2006-06-04

Pentecostés, el fuego de Dios

La familia de Dios

En esta fiesta celebramos un acontecimiento clave en nuestra historia: el nacimiento de la Iglesia. No se entendería un largo trayecto de más de 2000 años de Cristianismo sin el soplo del Espíritu Santo sobre los primeros discípulos.

La Iglesia naciente predica con fuerza, tenacidad y entusiasmo, convencida del mensaje redentor de Jesús. Hoy, nosotros pertenecemos a una institución que va más allá de las estructuras: somos familia de Dios, amigos de Dios. Le pertenecemos. Y él, con inmensa generosidad, nos regala su Espíritu Santo.

Ese Espíritu Santo que descendió sobre los apóstoles es el mismo que recibimos en el Bautismo, en la Confirmación y en la Eucaristía. Siempre presente, vela por nosotros.

Muchas personas argumentan diciendo que creen en Dios, pero no en la Iglesia, y dicen no necesitar de una institución para relacionarse con él. Pero nuestra adhesión a Jesús implica algo más que la fe individual y personal. La verdadera adhesión a su mensaje nos lleva a vivir en comunidad. No podemos vivir la fe solos, al margen de la familia de la Iglesia. Necesitamos un sentido de pertenencia a una comunidad. Más allá de la liturgia, ser cristiano significa sentirse parte de la familia de Dios y saber vivir las consecuencias de esta experiencia puertas afuera, en medio del mundo. Pasadas las puertas del templo, ¿somos testimonios vivos de esta experiencia de cielo en la tierra? La eucaristía no es otra cosa que pregustar el paraíso, saborear un anticipo de la eternidad que nos espera. Nuestra actitud al salir de la celebración ha de ser de profunda gratitud a Dios por el regalo de su Espíritu.

Herederos de una misión

Para los cristianos es importante sentirnos familia, pertenecientes a una realidad trascendente en medio del mundo. Somos parte de Dios y herederos de la instrucción que Jesús dio a sus apóstoles: id y predicad la buena nueva a todas las gentes.
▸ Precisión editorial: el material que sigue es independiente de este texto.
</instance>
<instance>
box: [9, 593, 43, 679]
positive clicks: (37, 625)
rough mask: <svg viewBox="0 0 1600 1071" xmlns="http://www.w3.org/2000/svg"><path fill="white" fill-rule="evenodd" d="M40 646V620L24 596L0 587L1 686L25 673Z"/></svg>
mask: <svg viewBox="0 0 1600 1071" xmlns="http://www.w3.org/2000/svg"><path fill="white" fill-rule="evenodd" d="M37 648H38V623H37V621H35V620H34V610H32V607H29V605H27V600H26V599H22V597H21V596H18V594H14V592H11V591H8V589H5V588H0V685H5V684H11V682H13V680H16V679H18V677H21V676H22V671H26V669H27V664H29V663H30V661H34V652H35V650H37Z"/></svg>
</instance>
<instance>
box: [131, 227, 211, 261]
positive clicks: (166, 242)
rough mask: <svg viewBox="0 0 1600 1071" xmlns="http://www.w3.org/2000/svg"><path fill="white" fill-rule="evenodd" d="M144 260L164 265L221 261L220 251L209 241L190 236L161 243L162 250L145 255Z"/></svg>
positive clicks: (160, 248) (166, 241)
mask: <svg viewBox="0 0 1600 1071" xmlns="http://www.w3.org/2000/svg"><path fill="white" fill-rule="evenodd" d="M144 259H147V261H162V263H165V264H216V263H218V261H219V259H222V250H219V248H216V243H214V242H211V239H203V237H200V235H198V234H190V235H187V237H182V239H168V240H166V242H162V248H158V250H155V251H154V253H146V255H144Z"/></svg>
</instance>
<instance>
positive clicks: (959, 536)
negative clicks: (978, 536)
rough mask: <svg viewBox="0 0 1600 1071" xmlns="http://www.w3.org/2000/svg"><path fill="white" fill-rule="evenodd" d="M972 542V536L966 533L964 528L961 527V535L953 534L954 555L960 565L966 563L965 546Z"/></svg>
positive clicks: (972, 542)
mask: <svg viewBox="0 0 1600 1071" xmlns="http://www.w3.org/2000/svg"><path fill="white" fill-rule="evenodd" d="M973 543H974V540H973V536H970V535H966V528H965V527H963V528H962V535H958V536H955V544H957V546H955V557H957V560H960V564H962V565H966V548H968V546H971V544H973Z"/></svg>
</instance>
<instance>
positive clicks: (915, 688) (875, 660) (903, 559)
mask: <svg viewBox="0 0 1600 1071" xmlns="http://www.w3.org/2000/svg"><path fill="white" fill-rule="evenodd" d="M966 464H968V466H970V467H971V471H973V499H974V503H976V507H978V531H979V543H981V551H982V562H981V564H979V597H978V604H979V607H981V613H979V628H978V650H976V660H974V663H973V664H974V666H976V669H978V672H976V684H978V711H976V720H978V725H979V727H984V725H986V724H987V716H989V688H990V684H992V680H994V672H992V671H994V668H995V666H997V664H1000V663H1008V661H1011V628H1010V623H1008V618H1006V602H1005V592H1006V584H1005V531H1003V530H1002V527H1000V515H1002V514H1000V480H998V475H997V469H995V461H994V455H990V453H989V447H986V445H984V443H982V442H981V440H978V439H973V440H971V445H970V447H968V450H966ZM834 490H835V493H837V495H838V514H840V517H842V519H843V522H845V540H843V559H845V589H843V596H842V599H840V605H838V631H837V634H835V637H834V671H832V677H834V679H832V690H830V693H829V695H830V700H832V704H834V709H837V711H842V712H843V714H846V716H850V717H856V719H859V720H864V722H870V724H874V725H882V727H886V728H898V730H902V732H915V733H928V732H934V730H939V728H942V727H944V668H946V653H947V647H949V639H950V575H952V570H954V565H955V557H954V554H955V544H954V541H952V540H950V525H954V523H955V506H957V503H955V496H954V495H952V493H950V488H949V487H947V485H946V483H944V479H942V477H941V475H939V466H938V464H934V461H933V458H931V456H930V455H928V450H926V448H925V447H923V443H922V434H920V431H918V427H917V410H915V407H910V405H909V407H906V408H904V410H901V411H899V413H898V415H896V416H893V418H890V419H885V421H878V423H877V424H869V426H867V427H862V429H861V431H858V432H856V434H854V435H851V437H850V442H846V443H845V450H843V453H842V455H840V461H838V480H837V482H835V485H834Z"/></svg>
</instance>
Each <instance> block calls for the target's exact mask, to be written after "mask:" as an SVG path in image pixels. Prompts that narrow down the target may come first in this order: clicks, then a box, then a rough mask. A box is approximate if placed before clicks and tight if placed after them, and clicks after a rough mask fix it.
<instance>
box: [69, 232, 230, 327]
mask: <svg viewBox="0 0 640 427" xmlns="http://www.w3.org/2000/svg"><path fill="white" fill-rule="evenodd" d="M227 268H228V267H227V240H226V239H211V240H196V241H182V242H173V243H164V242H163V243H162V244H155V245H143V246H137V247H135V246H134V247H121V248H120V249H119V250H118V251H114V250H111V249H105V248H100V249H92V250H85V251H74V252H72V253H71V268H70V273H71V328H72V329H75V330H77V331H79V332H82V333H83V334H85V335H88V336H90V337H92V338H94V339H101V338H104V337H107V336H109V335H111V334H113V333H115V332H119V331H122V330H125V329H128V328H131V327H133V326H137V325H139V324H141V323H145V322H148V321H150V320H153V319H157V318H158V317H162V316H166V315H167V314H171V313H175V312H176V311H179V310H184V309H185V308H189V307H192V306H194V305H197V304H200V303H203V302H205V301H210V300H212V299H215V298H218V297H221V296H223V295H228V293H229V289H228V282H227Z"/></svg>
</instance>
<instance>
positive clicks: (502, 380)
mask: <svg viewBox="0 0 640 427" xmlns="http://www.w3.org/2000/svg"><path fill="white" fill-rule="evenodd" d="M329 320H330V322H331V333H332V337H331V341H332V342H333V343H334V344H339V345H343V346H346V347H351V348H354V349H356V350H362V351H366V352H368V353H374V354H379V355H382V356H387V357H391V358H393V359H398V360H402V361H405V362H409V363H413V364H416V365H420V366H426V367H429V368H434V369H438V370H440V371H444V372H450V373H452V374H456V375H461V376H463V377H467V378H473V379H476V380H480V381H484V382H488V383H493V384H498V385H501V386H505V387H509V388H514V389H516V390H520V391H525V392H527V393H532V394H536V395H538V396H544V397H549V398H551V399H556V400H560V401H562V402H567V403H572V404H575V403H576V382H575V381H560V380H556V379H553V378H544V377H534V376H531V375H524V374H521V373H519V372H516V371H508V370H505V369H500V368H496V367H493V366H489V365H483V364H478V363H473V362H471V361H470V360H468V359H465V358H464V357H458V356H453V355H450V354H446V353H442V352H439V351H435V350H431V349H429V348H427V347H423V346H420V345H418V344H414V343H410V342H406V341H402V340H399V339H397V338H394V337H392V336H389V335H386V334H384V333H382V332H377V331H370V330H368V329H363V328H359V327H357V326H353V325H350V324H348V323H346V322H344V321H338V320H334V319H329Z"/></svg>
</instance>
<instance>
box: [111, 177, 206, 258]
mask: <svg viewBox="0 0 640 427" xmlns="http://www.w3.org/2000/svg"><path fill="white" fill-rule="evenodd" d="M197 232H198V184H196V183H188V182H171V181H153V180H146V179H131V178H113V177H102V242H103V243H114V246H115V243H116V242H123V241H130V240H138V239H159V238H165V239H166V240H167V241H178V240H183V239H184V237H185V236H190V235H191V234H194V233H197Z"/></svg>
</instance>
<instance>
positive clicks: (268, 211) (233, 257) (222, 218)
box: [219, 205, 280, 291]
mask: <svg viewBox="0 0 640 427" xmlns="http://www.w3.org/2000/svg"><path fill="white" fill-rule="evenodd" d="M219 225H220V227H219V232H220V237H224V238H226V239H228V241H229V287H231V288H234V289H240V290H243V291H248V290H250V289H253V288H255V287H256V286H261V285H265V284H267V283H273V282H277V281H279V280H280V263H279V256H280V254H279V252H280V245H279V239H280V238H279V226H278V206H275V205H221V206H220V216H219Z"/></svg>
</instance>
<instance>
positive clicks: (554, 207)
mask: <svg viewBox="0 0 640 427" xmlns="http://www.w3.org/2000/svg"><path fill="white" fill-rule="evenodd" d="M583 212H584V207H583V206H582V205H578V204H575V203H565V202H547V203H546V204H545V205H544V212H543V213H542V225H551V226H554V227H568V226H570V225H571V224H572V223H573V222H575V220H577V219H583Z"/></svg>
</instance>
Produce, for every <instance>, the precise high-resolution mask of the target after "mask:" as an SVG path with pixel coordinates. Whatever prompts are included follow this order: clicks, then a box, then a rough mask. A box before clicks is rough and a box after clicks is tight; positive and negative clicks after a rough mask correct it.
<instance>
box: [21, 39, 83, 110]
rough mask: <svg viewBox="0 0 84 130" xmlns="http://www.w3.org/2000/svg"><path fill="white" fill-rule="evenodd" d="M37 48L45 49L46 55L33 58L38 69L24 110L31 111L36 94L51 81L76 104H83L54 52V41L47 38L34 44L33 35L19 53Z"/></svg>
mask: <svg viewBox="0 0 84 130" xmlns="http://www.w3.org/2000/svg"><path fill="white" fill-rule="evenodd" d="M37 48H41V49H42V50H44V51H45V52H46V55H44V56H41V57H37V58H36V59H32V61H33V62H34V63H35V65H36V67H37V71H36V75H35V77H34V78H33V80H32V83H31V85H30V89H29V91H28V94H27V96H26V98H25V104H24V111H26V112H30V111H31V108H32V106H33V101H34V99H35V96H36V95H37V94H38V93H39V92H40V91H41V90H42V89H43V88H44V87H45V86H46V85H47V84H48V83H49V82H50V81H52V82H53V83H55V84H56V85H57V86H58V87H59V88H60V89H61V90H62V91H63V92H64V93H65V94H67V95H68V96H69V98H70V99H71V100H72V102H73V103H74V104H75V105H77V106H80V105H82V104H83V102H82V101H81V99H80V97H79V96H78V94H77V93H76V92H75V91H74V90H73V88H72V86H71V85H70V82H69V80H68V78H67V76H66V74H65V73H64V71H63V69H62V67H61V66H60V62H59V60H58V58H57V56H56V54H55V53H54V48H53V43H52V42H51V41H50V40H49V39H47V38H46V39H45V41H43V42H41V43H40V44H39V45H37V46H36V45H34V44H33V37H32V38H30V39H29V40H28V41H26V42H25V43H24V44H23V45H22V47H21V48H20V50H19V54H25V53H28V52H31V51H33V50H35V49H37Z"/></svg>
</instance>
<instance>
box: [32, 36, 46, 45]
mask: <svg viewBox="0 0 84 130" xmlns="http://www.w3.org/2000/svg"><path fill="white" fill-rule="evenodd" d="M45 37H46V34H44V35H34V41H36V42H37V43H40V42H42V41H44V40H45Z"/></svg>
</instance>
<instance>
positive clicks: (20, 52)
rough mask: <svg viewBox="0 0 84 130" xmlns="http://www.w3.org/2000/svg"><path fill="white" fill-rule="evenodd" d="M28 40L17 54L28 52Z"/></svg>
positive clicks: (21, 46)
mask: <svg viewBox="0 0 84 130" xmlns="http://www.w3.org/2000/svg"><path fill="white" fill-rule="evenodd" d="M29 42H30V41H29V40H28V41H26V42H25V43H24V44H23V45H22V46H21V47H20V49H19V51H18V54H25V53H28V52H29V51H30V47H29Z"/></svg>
Como los atletas, hoy tomamos el relevo de esa misión y estamos llamados a llevar la llama del Espíritu Santo al mundo.

La fuerza de los primeros apóstoles fue enorme. El Espíritu caló en lo más hondo de su corazón. ¡No tenían miedo! Jesús había atravesado los muros del cenáculo, saludándoles con estas palabras: ?Paz a vosotros?. No sólo atraviesa los muros, sino que penetra su corazón, abriéndoles el entendimiento. Por fin los discípulos serán capaces de dar un salto cualitativo en su fe: ahora no sólo creerán, sino que sabrán dar su vida. No permanecen quietos y salen a predicar.

Un fuego que cala hondo

El Espíritu Santo los llena de alegría. Hemos de salir de nuestro cenáculo interior, cerrado y egoísta, de nuestras miserias, resquebrajada la rígida estructura humana y dejando que la brisa fresca del Espíritu penetre en nuestro corazón, para darnos fuerza y entusiasmo.

Celebramos el nacimiento de la Iglesia en el mundo. Celebramos que, para nosotros, quien está a nuestro lado es nuestro hermano. Nuestro hogar es éste. Nuestra familia va más allá de los vínculos de sangre o de las ideologías. Nos une el amor de Dios. Pese a nuestras flaquezas, somos llamados a generar Reino de Dios en el mundo. Hemos de llenar el mundo de esperanza, ilusiones, solidaridad. Hemos de ser bálsamo para los pobres y para los que sufren, tónico para el alma que padece. Ante el dolor y el sufrimiento ?dos realidades muy humanas ?la esperanza se erige como un anhelo genuinamente humano. La esperanza y el amor salvan al hombre de perderse en el vacío.

¡Vale la pena creer! Hoy hemos de salir con alegría de este templo: Dios nos llena y nos colma con su mayor regalo: el Espíritu Santo.